Lorsque Nikolaus Harnoncourt s’est
retiré de la scène en décembre dernier, il avait exprimé le souhait de publier
l’enregistrement de son dernier projet, la monumentale Missa solemnis de Beethoven qu’il entendait laisser comme son legs
personnel.
Le diapason utilisé est nettement
plus bas que celui généralement utilisé, puisqu’il est de 430 Hz, tandis que l’instrumentarium
est au plus près de ceux de l’époque de Beethoven, avec cordes en boyau,
cuivres naturels. Le rendu sonore n’est pas parfait, particulièrement le violon
solo dans le Benedictus qui sonne maigrelet,
mais aucun enregistrement disponible dans la discographie de l’œuvre ne l’est
vraiment. Le quatuor de solistes, Laura Aikin, Bernarda Fink, Johannes Chum et
Ruben Drole, forme un ensemble extrêmement homogène, à l’instar du somptueux Chœur
Arnold Schönberg, d’une tendresse et d’une sérénité bouleversantes.
Ce qui se présente comme un dieu d’une
rare pertinence d’un musicien dont la vie a été centrée sur le questionnement
plutôt que sur l’affirmation et qui passa son temps à encourager interprètes et
public à en faire autant (voir http://brunoserrou.blogspot.fr/2016/03/nikolaus-harnoncourt-immense-musicien.html).

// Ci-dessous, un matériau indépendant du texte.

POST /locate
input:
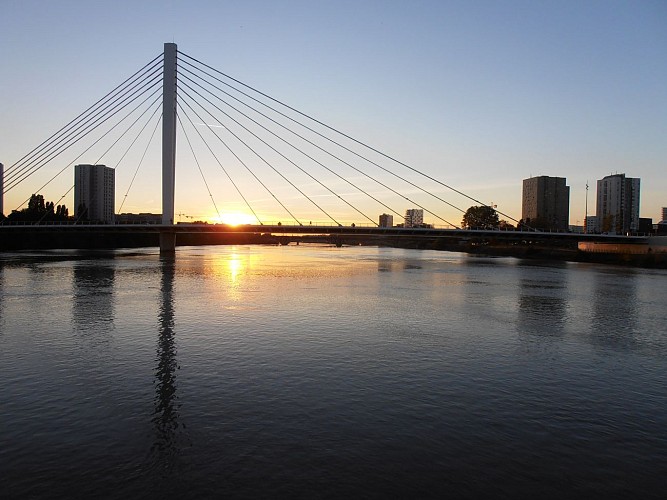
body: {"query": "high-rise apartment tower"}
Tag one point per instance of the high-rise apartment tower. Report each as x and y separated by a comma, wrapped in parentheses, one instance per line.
(94, 193)
(618, 204)
(414, 217)
(546, 203)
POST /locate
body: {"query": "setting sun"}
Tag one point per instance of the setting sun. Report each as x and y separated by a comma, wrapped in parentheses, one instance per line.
(235, 219)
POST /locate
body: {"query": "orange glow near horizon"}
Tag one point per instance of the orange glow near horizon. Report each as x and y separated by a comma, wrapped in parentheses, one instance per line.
(234, 219)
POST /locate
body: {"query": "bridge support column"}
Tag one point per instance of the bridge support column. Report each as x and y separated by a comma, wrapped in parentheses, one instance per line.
(167, 242)
(168, 133)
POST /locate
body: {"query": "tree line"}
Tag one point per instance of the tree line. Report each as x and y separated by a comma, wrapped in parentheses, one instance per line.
(39, 210)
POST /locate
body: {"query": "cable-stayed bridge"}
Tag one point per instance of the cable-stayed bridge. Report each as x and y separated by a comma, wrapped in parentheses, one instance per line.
(240, 151)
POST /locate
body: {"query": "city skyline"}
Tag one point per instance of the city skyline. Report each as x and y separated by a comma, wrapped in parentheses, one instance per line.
(479, 95)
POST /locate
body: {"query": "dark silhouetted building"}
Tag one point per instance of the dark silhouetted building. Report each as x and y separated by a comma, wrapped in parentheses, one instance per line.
(546, 203)
(94, 193)
(618, 204)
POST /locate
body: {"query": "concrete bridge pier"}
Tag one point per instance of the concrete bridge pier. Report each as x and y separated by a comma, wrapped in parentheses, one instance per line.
(167, 242)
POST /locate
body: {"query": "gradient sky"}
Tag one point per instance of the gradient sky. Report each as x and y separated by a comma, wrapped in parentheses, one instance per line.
(479, 94)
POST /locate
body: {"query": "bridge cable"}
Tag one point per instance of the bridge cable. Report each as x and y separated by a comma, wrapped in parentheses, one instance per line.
(299, 136)
(121, 159)
(27, 171)
(261, 158)
(87, 111)
(332, 141)
(89, 148)
(225, 170)
(342, 134)
(198, 165)
(87, 130)
(237, 157)
(75, 125)
(141, 160)
(275, 150)
(321, 149)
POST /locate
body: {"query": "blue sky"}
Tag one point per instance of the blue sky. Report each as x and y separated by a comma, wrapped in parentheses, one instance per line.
(480, 94)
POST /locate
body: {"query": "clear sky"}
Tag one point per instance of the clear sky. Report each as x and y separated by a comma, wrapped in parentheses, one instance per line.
(479, 94)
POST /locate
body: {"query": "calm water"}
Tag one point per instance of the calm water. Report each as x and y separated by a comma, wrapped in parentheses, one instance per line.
(317, 372)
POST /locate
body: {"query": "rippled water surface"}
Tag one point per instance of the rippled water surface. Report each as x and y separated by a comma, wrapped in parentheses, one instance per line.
(321, 372)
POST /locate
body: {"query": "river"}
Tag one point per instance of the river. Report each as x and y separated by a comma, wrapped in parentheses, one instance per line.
(322, 372)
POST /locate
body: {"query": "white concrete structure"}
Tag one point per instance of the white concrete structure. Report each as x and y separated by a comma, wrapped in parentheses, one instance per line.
(94, 193)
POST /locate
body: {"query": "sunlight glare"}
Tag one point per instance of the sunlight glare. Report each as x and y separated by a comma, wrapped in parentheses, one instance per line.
(234, 219)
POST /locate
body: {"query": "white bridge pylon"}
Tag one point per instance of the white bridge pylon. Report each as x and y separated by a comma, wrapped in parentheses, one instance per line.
(168, 239)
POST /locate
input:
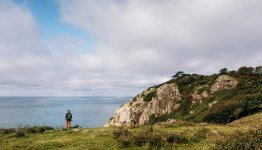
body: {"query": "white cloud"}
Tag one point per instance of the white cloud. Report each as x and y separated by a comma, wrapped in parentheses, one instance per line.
(161, 37)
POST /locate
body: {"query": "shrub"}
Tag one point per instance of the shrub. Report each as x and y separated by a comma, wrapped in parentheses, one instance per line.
(155, 140)
(120, 132)
(242, 140)
(200, 134)
(7, 131)
(20, 134)
(124, 141)
(140, 139)
(170, 139)
(148, 97)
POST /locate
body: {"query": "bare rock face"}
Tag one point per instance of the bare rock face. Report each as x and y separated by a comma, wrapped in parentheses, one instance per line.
(164, 100)
(138, 111)
(198, 96)
(224, 82)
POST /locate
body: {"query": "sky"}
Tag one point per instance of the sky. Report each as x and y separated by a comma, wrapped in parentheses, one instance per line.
(121, 47)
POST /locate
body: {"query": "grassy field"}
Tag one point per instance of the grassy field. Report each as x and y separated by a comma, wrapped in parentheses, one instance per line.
(179, 135)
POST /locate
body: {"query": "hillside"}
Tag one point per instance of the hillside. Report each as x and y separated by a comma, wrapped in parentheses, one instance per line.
(217, 98)
(176, 135)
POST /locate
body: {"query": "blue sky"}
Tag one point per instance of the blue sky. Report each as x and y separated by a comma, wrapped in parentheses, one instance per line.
(120, 48)
(47, 15)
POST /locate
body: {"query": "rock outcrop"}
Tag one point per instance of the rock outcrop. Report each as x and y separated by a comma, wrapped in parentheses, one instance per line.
(138, 111)
(164, 99)
(224, 82)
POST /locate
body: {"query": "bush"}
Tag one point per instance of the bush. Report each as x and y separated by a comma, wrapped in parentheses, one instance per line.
(148, 97)
(20, 134)
(180, 138)
(120, 132)
(200, 134)
(155, 140)
(7, 131)
(170, 139)
(242, 140)
(124, 141)
(140, 139)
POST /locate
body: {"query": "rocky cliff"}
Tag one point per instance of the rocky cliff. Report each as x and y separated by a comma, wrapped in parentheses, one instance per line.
(166, 100)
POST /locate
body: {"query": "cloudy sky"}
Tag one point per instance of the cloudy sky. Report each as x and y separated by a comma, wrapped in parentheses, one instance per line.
(120, 47)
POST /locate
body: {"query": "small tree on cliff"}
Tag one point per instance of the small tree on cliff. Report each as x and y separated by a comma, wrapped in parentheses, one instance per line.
(178, 74)
(223, 71)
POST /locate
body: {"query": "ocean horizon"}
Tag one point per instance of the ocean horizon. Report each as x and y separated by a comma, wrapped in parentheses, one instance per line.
(93, 111)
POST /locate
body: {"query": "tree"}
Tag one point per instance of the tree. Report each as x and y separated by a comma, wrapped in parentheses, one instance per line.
(178, 74)
(258, 70)
(246, 70)
(223, 71)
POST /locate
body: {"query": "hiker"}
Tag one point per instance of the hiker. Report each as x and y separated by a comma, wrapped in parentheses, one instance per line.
(68, 119)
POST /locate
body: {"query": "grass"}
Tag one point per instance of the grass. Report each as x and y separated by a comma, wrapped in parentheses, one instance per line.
(198, 136)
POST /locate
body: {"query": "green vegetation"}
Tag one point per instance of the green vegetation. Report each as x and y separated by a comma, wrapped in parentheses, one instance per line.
(148, 97)
(178, 135)
(227, 105)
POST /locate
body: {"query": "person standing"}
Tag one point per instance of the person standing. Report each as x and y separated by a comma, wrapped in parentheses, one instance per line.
(68, 119)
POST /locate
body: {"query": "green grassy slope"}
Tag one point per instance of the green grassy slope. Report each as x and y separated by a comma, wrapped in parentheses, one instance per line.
(229, 104)
(179, 135)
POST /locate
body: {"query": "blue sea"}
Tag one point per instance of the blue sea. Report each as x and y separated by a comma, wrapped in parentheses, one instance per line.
(50, 111)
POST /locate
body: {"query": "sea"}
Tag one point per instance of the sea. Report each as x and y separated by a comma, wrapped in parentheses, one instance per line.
(88, 112)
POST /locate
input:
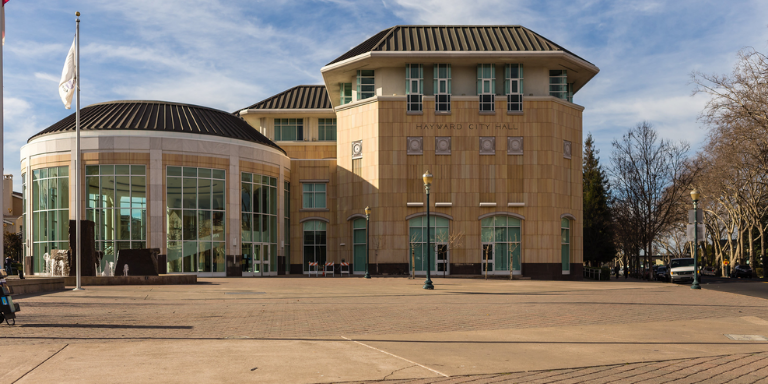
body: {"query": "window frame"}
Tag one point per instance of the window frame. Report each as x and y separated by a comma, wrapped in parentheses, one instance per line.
(565, 244)
(413, 99)
(47, 231)
(513, 87)
(345, 93)
(215, 241)
(324, 126)
(315, 245)
(486, 75)
(366, 84)
(314, 194)
(559, 86)
(508, 243)
(359, 269)
(442, 98)
(297, 125)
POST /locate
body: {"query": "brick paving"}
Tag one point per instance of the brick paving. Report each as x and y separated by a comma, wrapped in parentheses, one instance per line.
(325, 309)
(738, 368)
(295, 308)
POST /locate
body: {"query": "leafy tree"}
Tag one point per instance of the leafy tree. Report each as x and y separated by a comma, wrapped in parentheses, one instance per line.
(599, 246)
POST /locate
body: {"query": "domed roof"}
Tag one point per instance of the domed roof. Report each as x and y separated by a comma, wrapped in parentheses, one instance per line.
(159, 116)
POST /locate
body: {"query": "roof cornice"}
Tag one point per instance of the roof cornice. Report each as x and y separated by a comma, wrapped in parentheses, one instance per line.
(287, 111)
(445, 54)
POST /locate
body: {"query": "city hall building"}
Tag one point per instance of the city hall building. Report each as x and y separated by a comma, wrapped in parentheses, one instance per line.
(283, 184)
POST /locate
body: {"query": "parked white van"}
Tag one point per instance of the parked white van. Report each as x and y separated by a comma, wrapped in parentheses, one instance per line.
(681, 269)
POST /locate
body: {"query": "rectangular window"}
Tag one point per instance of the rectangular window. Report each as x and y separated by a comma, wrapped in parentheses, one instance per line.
(559, 86)
(565, 244)
(513, 87)
(365, 84)
(313, 196)
(357, 167)
(50, 214)
(326, 129)
(345, 90)
(289, 129)
(116, 201)
(195, 210)
(414, 86)
(442, 87)
(486, 87)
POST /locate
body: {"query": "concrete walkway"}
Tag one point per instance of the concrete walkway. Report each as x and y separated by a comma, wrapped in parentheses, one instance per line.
(352, 330)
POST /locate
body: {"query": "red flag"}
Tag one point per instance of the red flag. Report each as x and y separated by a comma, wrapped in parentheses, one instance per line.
(3, 20)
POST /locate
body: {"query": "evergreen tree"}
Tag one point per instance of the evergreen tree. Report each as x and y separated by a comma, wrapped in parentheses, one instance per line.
(599, 244)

Son interprétation est à l’introspection et non pas au drame, même si le Dona nobis pacem se présente comme une
supplique singulièrement bouleversante, Harnoncourt y proclamant sa foi, qui
est non pas celle d’un dévot mais d’un homme qui croit, donc qui doute tout en
espérant la transcendance. Cette vision d’une douceur extrême n’empêche donc
pas les saillies jubilatoires et de suppliques d’une profonde humanité.